The federal health ministry released for the first time since 1983 a comprehensive health policy stressing "increased investment" in rural health care and compulsory service for doctors in village areas.

Released May 4, the new policy also envisages privatization of some facilities to revive India´s network of primary health centers. It also includes a scheme whereby patients at district and higher levels subsidize rural health care.

Welcoming the policy, Father Alex Vadakkumthala, secretary of the Commission for Health of the Catholic Bishops´ Conference of India, said "a change was needed as the rural sector was being badly treated for a long, long time."

C.P. Thakur, federal health minister, told media May 4 that the new policy was needed because "the health care scene has undergone drastic changes since the last policy was adopted in 1983."

The policy also proposes to review the medical college syllabi "to empower our doctors with the ability to handle modern medical threats and rural needs," Thakur said. He added that the policy would make it mandatory for new doctors to do a "couple of years" service at village health centers.

The Catholic Church-run St. John´s Medical College in Bangalore is "the pioneer in that respect," said its director Carmelite Father Thomas Kalam.

The Carmelite of Mary Immaculate priest said St. John´s Medical College and the Protestant-run Christian Medical College in Tamil Nadu "always insisted that fresh graduates work for two years in the villages before they take up other assignments."

Father Kalam said the new federal policy also justifies St. John´s approach for "community health through empowerment of people" rather than "a mere disease-curing attitude."

He said the federal policy would help villages. However, he added that he was "skeptical about the success of the new government policy, unless medical colleges and the government take tough measures."

Father Vadakkumthala said the Catholic Church in India runs 6,000 health care centers including 676 hospitals.

He said health care has "deteriorated from a service sector to business and most doctors are concentrating in the cities where returns are higher."

Vijay Arul Das, general secretary of the Protestant Christian Medical Association of India, told UCA News May 18 that the policy to make rural service compulsory for all doctors was "announced in the past too, but was never implemented."

If the government "shows the will to implement the policy," it could get at least 30 percent more doctors to work in the villages, said Das, who heads the association of over 350 institutions and some 5,000 volunteers.

Father Sebastian Ouseparambil, director of the Catholic Hospital Association of India, said he has doubts about the implementation of the new policy.

According to him, the new policy makes "no radical moves" to include the parallel medical systems of ancient India and the herbal medicine knowledge of the villagers and tribals.

Since Indian independence in 1947 the nation´s health policy was molded on the colonial heritage of the British, which meant "big institutions and huge structures, which have become unaffordable now," he said.

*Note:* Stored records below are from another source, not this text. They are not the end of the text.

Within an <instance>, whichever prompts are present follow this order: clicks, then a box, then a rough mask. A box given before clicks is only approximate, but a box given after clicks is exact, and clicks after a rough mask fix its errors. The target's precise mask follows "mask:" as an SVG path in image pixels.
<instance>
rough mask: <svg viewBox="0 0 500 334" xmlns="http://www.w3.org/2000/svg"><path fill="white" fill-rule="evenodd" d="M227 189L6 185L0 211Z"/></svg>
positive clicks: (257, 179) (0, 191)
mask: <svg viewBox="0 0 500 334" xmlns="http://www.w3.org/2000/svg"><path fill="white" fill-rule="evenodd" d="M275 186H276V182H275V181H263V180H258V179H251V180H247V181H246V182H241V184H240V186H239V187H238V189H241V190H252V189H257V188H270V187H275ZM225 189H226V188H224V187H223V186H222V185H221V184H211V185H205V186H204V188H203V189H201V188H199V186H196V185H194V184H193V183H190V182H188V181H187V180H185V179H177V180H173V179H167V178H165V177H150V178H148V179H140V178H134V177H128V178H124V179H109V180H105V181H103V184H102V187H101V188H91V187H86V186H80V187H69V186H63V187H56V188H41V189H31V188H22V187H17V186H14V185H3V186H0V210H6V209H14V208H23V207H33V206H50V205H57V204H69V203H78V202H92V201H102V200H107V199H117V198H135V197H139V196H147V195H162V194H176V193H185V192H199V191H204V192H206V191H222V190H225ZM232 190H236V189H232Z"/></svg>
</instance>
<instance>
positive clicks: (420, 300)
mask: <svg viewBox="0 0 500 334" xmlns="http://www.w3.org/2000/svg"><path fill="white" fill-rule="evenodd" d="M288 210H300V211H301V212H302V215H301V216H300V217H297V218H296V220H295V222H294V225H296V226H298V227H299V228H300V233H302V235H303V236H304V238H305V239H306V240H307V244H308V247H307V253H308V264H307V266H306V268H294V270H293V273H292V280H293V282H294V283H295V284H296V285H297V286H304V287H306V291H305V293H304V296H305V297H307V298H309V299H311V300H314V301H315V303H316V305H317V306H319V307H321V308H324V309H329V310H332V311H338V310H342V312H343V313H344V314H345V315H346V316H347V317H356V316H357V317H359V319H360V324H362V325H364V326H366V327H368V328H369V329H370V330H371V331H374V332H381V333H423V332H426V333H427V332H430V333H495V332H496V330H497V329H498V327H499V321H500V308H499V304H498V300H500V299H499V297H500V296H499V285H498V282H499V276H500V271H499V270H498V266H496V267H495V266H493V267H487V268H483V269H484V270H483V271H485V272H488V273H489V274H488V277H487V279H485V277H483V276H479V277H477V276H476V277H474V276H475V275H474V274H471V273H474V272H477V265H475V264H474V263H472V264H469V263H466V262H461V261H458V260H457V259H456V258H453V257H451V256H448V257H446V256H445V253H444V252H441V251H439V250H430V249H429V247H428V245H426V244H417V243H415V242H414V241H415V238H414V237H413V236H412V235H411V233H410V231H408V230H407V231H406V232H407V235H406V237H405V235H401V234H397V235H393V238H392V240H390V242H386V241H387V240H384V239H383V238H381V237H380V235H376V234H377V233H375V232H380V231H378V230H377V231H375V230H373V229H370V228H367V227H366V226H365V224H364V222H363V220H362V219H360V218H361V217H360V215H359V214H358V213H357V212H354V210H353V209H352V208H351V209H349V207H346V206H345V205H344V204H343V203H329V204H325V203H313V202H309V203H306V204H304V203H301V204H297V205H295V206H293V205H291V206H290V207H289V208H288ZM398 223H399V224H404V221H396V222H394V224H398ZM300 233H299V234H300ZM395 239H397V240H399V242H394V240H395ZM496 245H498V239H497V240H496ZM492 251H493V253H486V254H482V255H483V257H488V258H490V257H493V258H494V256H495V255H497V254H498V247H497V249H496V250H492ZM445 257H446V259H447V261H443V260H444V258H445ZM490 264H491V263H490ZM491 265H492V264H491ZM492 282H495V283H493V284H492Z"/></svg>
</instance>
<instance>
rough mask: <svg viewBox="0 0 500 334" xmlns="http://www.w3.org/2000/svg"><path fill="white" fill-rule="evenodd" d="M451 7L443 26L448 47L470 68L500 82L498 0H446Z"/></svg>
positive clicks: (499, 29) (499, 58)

"We are not making any radical policy changes," said the priest, who heads the voluntary body of Catholic hospitals. He said he was "skeptical about this policy too because the government altogether moves along a wrong route."

However, Das and Father Vadakkumthala welcomed the government´s move to revise the curriculum.

The Catholic official said St. John´s helps its students "respect the spiritual aspect of a person while treating them." He said it is a "deeply Indian concept to see God in human beings."

Das said the Protestant medical college in Tamil Nadu is trying a new idea in which rural health workers share experiences with medical students.